Spreading awareness in the hope of creating a better world for our children’s future…
December 1 is World AIDS Day.
When I was a student studying about AIDS, I remember watching a documentary about it. Although it had been around for quite a while, it was only being discovered in the west in the 1980s. When it first presented, the doctors were stumped. They were observing young males with lesions from a variety of conditions that normally affect immunocompromised individuals. Doctors were returning to their medical text books looking in vain for a diagnosis.
Because AIDS was first seen in gay men, it became a stigma that only gay men were susceptible to AIDS. By the time I learned about AIDS in the late 1990s, AIDS had become more common in heterosexuals than it was in homosexuals, but still the stigma existed among gay men. Even the signs and symptoms that identified AIDS in the 1980s were no longer the same by the late 1990s.
It isn’t AIDS that kills an individual. From what I remember learning at the time, what AIDS does is that it compromises an individual’s immunity and leaves them defenseless against normal, everyday infections that don’t normally affect a healthy individual - at least, not in a life-threatening manner. For instance, a person with AIDS can die from catching the common cold.
It’s funny because I have a very distinct memory of watching a documentary about AIDS which described how the virus affected a patient’s immune system and it went something along the lines of this:
In a normal infection, the body attempts to purge the virus or bacteria by producing antibodies. Antibodies are made specifically to a specific virus or bacteria and no other. It is almost like a lock and key system, where the antibodies are the key that fit into the lock of the bacteria. The unique and deadly thing about HIV is that it keeps changing the locks so the antibodies that the body makes are no longer effective against it. Then the body makes new antibodies to fit the new lock but by that time, the virus has already changed shape again and the new antibodies don’t work. The body continually makes antibodies until it is exhausted.

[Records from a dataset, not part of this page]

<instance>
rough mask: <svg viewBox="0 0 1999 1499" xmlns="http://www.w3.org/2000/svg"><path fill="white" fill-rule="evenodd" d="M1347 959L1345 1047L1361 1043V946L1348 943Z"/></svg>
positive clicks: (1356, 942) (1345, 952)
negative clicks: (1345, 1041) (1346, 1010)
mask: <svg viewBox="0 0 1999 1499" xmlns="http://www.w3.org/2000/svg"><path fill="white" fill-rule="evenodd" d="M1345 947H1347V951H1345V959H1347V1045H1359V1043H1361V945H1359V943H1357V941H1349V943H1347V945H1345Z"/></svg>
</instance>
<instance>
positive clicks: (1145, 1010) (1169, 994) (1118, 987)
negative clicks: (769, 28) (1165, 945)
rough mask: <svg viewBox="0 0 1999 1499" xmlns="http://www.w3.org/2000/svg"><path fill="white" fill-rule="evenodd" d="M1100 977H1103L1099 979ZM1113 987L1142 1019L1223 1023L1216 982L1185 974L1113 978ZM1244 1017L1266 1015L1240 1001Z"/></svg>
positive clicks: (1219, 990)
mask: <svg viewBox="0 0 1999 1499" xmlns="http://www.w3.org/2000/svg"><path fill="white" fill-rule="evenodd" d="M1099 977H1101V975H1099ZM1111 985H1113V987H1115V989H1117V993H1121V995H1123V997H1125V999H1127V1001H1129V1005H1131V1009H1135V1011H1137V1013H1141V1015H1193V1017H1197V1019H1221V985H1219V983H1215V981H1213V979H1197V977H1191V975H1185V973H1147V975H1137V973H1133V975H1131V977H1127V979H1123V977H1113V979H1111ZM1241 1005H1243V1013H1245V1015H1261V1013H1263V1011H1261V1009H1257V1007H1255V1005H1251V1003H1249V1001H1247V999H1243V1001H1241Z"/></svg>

But the newer literature states that HIV specifically attacks important cells in an individual’s immune system that are important for protecting the body against infections - such as helper T cells, macrophages and the dendritic cells.
The management for HIV has always been prevention and treatment. The idea for a cure had long been given up on until a recent bone marrow transplant patient was “cured” of HIV. Although the “cure” is not conclusive and may not be a viable option for HIV patients currently, it does appear to be a promising light at the end of a rather dim tunnel.